SagaSaga
Guide

Supervision

In most languages, supervision requires a framework or a special runtime construct. In Saga, supervision is a handler pattern: catch a failure, log it, and restart the computation. This falls directly out of the effect system with no special language support.

The Basic Pattern

A supervisor is a handler for Fail that restarts the computation instead of propagating the error:

fun supervise : (Unit -> Unit needs {Fail, ..e}) -> Unit needs {..e}
supervise f = f () with {
  fail reason = {
    dbg $"crashed: {reason}"
    supervise f
  }
}

When the computation calls fail!, the handler catches it, logs the reason, and calls supervise f again. The computation restarts from scratch.

Because the supervisor doesn't call resume, the failed computation is abandoned. A fresh invocation starts clean.
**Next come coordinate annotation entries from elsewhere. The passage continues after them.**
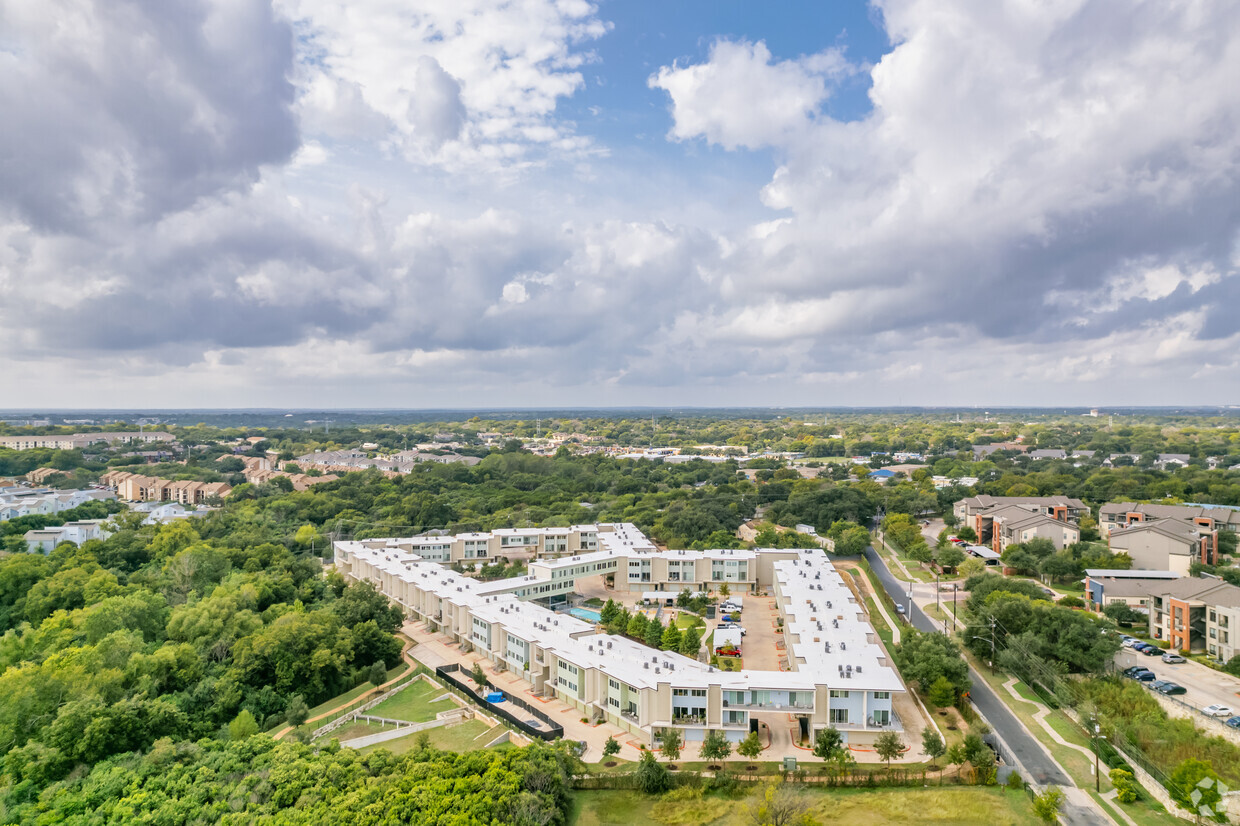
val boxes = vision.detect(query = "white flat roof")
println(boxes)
[336,523,904,691]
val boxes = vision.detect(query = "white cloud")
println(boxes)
[277,0,608,171]
[649,40,851,149]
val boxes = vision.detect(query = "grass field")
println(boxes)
[303,662,413,717]
[368,680,456,723]
[568,786,1039,826]
[361,719,512,754]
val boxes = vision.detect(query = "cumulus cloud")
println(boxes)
[277,0,608,171]
[649,40,852,149]
[0,0,298,231]
[0,0,1240,406]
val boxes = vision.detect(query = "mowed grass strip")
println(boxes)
[568,786,1039,826]
[367,680,456,723]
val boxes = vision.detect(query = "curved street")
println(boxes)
[866,547,1112,826]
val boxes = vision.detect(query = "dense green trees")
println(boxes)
[895,628,972,696]
[965,573,1120,680]
[5,735,580,826]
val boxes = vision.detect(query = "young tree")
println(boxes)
[745,780,817,826]
[681,625,702,660]
[658,728,684,760]
[284,695,310,728]
[737,732,763,760]
[874,732,905,769]
[926,676,956,708]
[636,750,672,795]
[645,616,663,649]
[813,726,843,760]
[1167,758,1223,820]
[698,731,732,760]
[1033,786,1064,824]
[921,726,947,765]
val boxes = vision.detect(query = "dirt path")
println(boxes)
[272,637,418,740]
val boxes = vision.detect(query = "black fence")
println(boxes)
[435,662,564,740]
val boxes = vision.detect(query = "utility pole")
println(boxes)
[991,616,994,675]
[1094,718,1106,794]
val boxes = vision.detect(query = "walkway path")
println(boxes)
[1003,677,1094,760]
[836,562,900,654]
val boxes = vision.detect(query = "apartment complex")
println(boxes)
[0,430,175,450]
[1097,502,1240,537]
[99,470,232,505]
[0,487,117,522]
[1149,577,1240,662]
[952,496,1089,553]
[1099,502,1240,575]
[22,520,108,553]
[335,525,904,744]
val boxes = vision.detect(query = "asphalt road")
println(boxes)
[1115,649,1240,722]
[866,548,1110,826]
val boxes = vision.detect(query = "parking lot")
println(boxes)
[709,594,784,671]
[1115,649,1240,714]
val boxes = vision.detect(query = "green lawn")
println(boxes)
[370,680,456,723]
[568,784,1039,826]
[676,614,706,631]
[361,719,513,754]
[310,662,413,722]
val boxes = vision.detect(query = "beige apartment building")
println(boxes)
[0,430,175,450]
[335,525,905,744]
[99,470,232,505]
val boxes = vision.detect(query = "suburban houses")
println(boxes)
[335,523,905,744]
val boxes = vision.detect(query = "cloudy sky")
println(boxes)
[0,0,1240,407]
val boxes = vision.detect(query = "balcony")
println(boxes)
[831,711,904,732]
[723,699,813,712]
[672,714,706,726]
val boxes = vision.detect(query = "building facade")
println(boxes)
[335,525,904,744]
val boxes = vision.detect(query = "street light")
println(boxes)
[1094,719,1106,794]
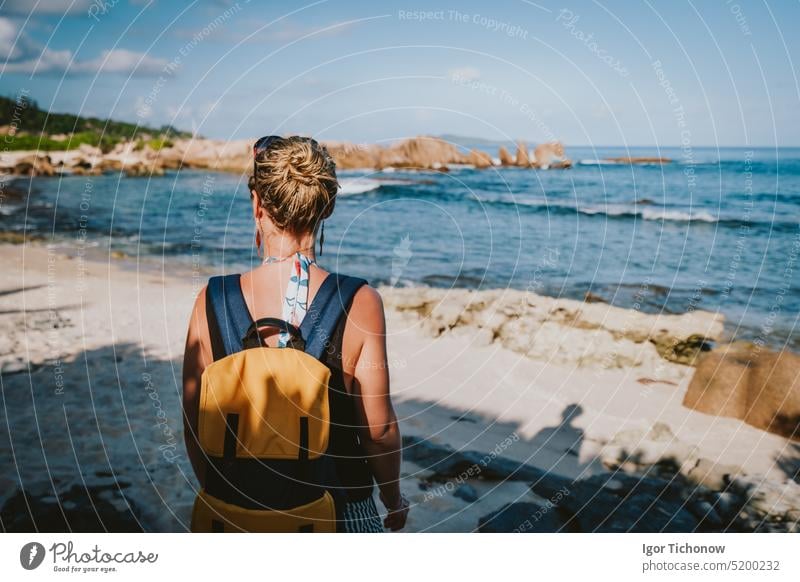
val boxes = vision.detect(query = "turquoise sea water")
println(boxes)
[0,148,800,349]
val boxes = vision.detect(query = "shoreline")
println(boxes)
[0,245,800,531]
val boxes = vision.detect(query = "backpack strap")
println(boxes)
[300,273,367,360]
[206,274,253,361]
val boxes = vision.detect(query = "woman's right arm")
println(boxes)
[345,286,408,531]
[183,288,213,485]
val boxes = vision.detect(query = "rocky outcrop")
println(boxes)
[515,141,531,168]
[533,141,572,170]
[381,288,724,380]
[467,150,494,169]
[9,152,55,176]
[683,343,800,440]
[0,136,571,176]
[497,146,516,166]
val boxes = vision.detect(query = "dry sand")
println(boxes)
[0,245,789,531]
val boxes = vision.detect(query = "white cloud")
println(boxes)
[0,17,20,59]
[3,0,91,15]
[2,48,167,76]
[447,67,481,83]
[76,49,167,75]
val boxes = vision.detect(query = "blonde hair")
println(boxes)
[248,136,339,234]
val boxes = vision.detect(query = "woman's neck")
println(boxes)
[264,232,316,260]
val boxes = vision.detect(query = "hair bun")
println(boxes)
[249,136,339,234]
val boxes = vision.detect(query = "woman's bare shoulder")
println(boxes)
[349,285,386,333]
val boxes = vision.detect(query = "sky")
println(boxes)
[0,0,800,146]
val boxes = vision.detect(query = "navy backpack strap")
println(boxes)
[206,274,253,361]
[300,273,367,360]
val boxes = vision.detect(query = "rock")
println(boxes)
[744,350,800,440]
[533,141,572,170]
[683,343,800,440]
[380,288,724,381]
[125,163,164,178]
[650,334,711,366]
[12,154,56,176]
[453,483,478,503]
[515,141,531,168]
[467,150,494,169]
[682,459,742,491]
[583,291,608,303]
[478,502,569,533]
[497,146,515,166]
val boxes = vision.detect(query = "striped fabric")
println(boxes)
[344,497,383,533]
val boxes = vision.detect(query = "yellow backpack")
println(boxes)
[191,273,366,532]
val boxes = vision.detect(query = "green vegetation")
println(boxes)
[133,135,172,152]
[0,96,191,151]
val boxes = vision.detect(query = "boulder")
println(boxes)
[744,351,800,440]
[683,343,800,440]
[516,141,531,168]
[497,146,515,166]
[12,154,55,176]
[533,141,572,170]
[467,150,494,169]
[379,136,469,170]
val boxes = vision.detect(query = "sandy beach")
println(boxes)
[0,244,800,531]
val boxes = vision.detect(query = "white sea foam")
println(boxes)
[339,178,383,196]
[578,160,621,166]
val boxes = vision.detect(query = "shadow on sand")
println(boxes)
[0,344,800,532]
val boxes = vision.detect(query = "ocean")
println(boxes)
[0,145,800,350]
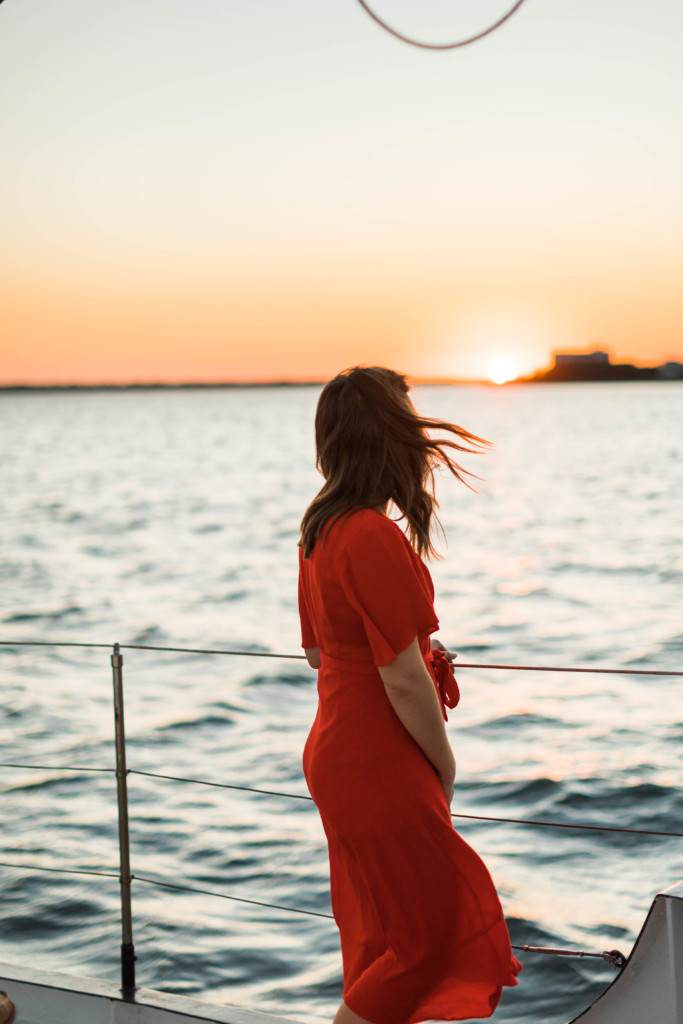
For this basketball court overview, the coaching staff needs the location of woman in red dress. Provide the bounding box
[299,367,520,1024]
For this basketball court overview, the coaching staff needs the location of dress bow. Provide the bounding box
[429,648,460,722]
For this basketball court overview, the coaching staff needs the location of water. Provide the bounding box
[0,383,683,1024]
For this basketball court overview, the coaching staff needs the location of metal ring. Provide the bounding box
[358,0,524,50]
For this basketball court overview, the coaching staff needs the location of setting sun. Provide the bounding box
[488,355,519,384]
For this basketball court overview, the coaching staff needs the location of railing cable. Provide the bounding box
[0,640,683,678]
[0,763,683,839]
[0,861,626,967]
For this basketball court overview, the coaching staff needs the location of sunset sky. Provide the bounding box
[0,0,683,384]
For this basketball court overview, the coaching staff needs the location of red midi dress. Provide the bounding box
[299,509,520,1024]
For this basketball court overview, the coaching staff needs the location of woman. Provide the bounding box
[299,367,520,1024]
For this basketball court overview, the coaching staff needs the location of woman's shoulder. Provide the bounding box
[340,508,410,547]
fun unreliable_worker : Unit -> Unit needs {Fail}
unreliable_worker () = {
  dbg "working..."
  fail! "something broke"
}

main () = supervise unreliable_worker
# working...
# crashed: something broke
# working...
# crashed: something broke
# (loops forever)

Retry Limits

An infinite restart loop is rarely what you want. Add a retry counter:

fun supervise_n : Int -> (Unit -> a needs {Fail, ..e}) -> Result a String needs {..e}
supervise_n 0 _ = Err "retries exhausted"
supervise_n n f = {
  let result = f () with {
    fail reason = {
      dbg $"attempt failed: {reason}"
      supervise_n (n - 1) f
    }
    return value = Ok value
  }
  result
}

After n failures, the supervisor gives up and returns Err.

Using Std.Supervisor

The standard library provides supervised, which wraps this pattern:

import Std.Supervisor (supervised)

fun unreliable : Unit -> Int needs {Fail String}
unreliable () = fail! "something went wrong"

main () = {
  let result = supervised 3 (fun () -> unreliable ())
  dbg $"result: {debug result}"
}
# result: Err("something went wrong")

supervised catches failures and retries up to the given number of times. It returns Ok value on success or Err reason with the last failure if all retries are exhausted.

Backoff

Since supervision is just a function, adding backoff is straightforward. Use the Timer effect to add a delay between retries:

import Std.Actor (Timer)

fun supervise_backoff : Int -> Int -> (Unit -> a needs {Fail, ..e})
  -> Result a String needs {Timer, ..e}
supervise_backoff 0 _ _ = Err "retries exhausted"
supervise_backoff n delay f = {
  let result = f () with {
    fail reason = {
      dbg $"failed: {reason}, retrying in {show delay}ms"
      sleep! delay
      supervise_backoff (n - 1) (delay * 2) f
    }
    return value = Ok value
  }
  result
}

# Usage: exponential backoff starting at 100ms, up to 5 retries
supervise_backoff 5 100 my_worker

The delay doubles on each retry: 100ms, 200ms, 400ms, 800ms, 1600ms. Because the Timer effect is just another effect in the needs clause, no special integration is required.

Let It Crash

The BEAM's "let it crash" philosophy says: don't try to handle every possible error defensively. Instead, let processes fail and have a supervisor restart them. This works because BEAM processes are isolated. One crashing process cannot corrupt another's state.

In Saga, this philosophy maps directly to effects:

  1. Write your logic assuming everything works. Use fail! when something goes wrong.
  2. Wrap it in a supervisor handler at the boundary.
  3. The supervisor decides the restart policy. The business logic doesn't know or care.
fun server_loop : Unit -> Unit needs {Fail, Actor Request, Process}
server_loop () = {
  let req = receive { r -> r }
  let response = process_request req
  send! req.reply_to response
  server_loop ()
}

main () = {
  supervise (fun () -> server_loop ())
} with beam_actor

If process_request fails, the supervisor restarts the loop. The requesting process gets no response (it should have its own timeout), but the server keeps running.

Supervision and Resources

When a supervised computation acquires resources, combine supervision with scoped cleanup to ensure resources are released on restart:

fun worker : Unit -> Unit needs {Fail, Scope}
worker () = {
  let db = acquire_scoped! (fun () -> connect "postgres") disconnect
  do_work db
}

main () = {
  supervise (fun () -> {
    worker () with run_scoped
  })
}

Each restart acquires a fresh connection, and each failure cleans up the old one through the finally block in run_scoped. The patterns compose because they are all just handlers.